Because every stored value in Pyrfume
is indexed by CID, we can access the molecules we care about (that we want to get features for) using CIDs as keys. We can then join them to produce one final set of features for machine learning applications.

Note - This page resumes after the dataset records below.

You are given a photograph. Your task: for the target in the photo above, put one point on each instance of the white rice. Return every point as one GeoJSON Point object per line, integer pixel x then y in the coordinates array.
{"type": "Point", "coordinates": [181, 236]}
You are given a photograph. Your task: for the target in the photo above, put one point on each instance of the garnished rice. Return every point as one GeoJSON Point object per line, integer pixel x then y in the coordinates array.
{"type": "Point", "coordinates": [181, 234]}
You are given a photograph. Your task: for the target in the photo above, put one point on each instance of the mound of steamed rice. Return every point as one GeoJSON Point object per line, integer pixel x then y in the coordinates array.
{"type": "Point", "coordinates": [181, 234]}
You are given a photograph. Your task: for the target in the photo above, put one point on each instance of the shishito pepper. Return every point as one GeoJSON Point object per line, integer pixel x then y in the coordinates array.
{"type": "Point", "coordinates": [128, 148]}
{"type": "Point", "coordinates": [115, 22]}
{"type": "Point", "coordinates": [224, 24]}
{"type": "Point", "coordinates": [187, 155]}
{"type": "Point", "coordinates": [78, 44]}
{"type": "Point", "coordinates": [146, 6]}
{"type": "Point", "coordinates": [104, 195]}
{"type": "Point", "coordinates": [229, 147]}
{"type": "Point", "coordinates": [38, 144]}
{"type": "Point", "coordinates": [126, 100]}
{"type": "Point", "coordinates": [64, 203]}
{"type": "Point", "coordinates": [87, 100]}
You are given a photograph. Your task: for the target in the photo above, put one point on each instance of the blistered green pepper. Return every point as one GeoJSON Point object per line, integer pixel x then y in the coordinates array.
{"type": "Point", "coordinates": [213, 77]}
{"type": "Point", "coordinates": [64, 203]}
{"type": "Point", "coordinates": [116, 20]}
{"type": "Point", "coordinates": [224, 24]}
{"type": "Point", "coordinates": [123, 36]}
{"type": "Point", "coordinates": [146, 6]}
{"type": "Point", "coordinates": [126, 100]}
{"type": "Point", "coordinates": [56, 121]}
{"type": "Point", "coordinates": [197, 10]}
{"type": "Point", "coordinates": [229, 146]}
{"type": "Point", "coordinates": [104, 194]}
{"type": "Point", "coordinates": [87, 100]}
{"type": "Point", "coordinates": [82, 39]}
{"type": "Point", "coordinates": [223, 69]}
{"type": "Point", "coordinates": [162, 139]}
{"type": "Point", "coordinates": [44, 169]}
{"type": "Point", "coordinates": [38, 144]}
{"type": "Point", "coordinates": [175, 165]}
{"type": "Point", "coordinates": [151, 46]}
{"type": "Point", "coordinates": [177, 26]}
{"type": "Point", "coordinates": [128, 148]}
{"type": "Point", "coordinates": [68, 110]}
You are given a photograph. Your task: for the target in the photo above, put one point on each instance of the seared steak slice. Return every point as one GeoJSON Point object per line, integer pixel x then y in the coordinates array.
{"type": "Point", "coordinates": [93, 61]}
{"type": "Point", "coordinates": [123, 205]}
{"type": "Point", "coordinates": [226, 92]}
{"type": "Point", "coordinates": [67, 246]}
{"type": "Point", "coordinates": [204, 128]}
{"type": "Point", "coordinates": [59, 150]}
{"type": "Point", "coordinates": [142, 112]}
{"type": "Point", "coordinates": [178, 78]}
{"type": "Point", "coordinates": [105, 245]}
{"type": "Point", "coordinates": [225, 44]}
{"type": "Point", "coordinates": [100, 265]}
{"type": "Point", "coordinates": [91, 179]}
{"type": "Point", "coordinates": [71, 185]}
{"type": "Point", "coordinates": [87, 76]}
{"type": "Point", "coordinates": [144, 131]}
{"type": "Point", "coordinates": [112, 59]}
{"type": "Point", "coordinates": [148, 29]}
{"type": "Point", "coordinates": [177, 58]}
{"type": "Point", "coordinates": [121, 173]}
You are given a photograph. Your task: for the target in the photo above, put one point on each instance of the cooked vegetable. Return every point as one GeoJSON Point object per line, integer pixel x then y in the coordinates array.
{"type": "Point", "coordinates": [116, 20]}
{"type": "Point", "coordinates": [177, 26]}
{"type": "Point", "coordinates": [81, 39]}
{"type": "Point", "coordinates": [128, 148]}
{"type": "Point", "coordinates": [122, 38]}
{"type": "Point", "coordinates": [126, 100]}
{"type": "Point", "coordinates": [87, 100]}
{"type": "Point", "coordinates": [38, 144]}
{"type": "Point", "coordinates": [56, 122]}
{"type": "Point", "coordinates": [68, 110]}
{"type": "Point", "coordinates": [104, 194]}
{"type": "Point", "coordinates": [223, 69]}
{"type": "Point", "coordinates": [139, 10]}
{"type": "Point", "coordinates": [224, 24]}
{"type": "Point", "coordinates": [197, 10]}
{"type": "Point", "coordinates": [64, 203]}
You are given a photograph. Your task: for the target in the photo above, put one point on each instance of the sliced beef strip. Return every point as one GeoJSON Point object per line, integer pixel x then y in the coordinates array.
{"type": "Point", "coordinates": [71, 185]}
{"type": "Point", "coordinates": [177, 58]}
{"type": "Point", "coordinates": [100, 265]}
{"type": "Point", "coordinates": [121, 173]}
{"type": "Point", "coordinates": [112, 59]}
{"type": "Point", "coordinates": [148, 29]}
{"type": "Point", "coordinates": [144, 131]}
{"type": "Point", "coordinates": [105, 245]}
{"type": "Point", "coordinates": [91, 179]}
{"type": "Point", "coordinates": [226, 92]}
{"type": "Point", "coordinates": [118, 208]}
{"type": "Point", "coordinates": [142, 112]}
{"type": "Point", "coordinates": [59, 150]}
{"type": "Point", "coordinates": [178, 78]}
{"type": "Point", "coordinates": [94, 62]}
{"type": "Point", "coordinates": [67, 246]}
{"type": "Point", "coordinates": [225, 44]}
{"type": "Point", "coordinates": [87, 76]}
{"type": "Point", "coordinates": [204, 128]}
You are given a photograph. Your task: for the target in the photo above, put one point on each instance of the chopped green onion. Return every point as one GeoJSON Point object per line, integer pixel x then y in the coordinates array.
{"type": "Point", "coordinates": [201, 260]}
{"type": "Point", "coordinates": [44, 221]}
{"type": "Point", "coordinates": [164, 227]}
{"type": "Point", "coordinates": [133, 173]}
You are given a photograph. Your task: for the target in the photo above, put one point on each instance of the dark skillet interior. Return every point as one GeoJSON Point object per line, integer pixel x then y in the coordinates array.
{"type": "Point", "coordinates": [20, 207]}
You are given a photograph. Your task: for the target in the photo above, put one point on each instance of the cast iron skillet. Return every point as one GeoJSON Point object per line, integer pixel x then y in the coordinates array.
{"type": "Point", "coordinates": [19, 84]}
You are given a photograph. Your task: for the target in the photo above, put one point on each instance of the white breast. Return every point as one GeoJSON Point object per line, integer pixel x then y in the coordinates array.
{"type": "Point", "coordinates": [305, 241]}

features = mordred.join(morgan_sim)
features
ABC | ABCGG | nAcid | nBase | SpAbs_A | SpMax_A | SpDiam_A | SpAD_A | SpMAD_A | LogEE_A | ... | CC(=O)O.C1=CC=C2C(=C1)C(=CC3=C2N=C4C=CC(=N)C=C4O3)N | CCC(C)N1CCC2(CC1)NC3=C4C5=C(C(=NC(=O)/C(=C/C=C/[C@@H]([C@@H]([C@H]([C@H]([C@H]([C@@H]([C@@H]([C@H](/C=C/O[C@@]6(C(=O)C4=C(O6)C(=C5O)C)C)OC)C)OC(=O)C)C)O)C)O)C)/C)C3=N2)O | C[C@H]1/C=C/C=C(\C(=O)NC2=C(C(=C3C(=C2O)C(=C(C4=C3C(=O)[C@](O4)(O/C=C/[C@@H]([C@H]([C@H]([C@@H]([C@@H]([C@@H]([C@H]1O)C)O)C)OC(=O)C)C)OC)C)C)O)O)/C=N\N5CCN(CC5)C)/C | C[C@H]1/C=C/C=C(\C(=O)NC2=C(C(=C3C(=C2O)C(=C(C4=C3C(=O)[C@](O4)(O/C=C/[C@@H]([C@H]([C@H]([C@@H]([C@@H]([C@@H]([C@H]1O)C)O)C)OC(=O)C)C)OC)C)C)O)O)/C=N\N5CCN(CC5)C6CCCC6)/C | COC1=CC(=CC(=C1O)OC)/C=N\N=C/C2=CC(=C(C(=C2)OC)O)OC | C[N+]1=CC=CC=C1/C=N\O.[Cl-] | COC(=O)N/N=C\C1=[N+](C2=CC=CC=C2[N+](=C1)[O-])[O-] | C1=CC(=C(C(=C1)Cl)CC(=O)NC(=N)N)Cl.Cl | C1(=C(N=C(C(=N1)Cl)N)N)C(=O)NC(=N)N.O.O.Cl | CCCCCCCOC1=C(C=C(C=C1)CC=C)OC | |
---|---|---|---|---|---|---|---|---|---|---|---|---|---|---|---|---|---|---|---|---|---|
CID | |||||||||||||||||||||
6184 | 4.242641 | 4.530950 | 0.0 | 0.0 | 8.054679 | 1.847759 | 3.695518 | 8.054679 | 1.150668 | 2.739193 | ... | 0.124294 | 0.144681 | 0.141907 | 0.133056 | 0.267281 | 0.270270 | 0.226415 | 0.232558 | 0.174603 | 0.385787 |
7410 | 6.542301 | 6.236096 | 0.0 | 0.0 | 11.189957 | 2.193993 | 4.387987 | 11.189957 | 1.243329 | 3.089765 | ... | 0.288889 | 0.114165 | 0.123348 | 0.115702 | 0.254545 | 0.456140 | 0.395062 | 0.409091 | 0.232558 | 0.250000 |
16724 | 8.134854 | 7.731889 | 0.0 | 0.0 | 13.152542 | 2.292456 | 4.584911 | 13.152542 | 1.195686 | 3.294652 | ... | 0.150754 | 0.174797 | 0.190275 | 0.178926 | 0.251046 | 0.285714 | 0.243094 | 0.251656 | 0.189189 | 0.283105 |
440917 | 7.358797 | 6.909742 | 0.0 | 0.0 | 11.936238 | 2.236068 | 4.472136 | 11.936238 | 1.193624 | 3.197236 | ... | 0.139303 | 0.174089 | 0.185263 | 0.178218 | 0.257261 | 0.266667 | 0.218579 | 0.222222 | 0.160000 | 0.289593 |
643941 | 4.242641 | 4.530950 | 0.0 | 0.0 | 8.054679 | 1.847759 | 3.695518 | 8.054679 | 1.150668 | 2.739193 | ... | 0.115607 | 0.103004 | 0.111857 | 0.104822 | 0.225352 | 0.280374 | 0.245161 | 0.256000 | 0.196721 | 0.279793 |
5 rows × 11144 columns
We now have one giant dataframe with all 10000+ features (all physicochemical features for Mordred and all Morgan fingerprint similarity features), indexed by CID. You are now ready for prediction on targets (receptor activation, glomerular imaging data, PCx firing rates, human perception, animal behavior, etc.) using your favoriate ML framework (scikit-learn, pytorch, etc.)
Pyrfume
also supports some additional featurizations (e.g. NSPDK) and is working on supporting more (e.g. from Graph Convolution Networks or Auto-Encoders).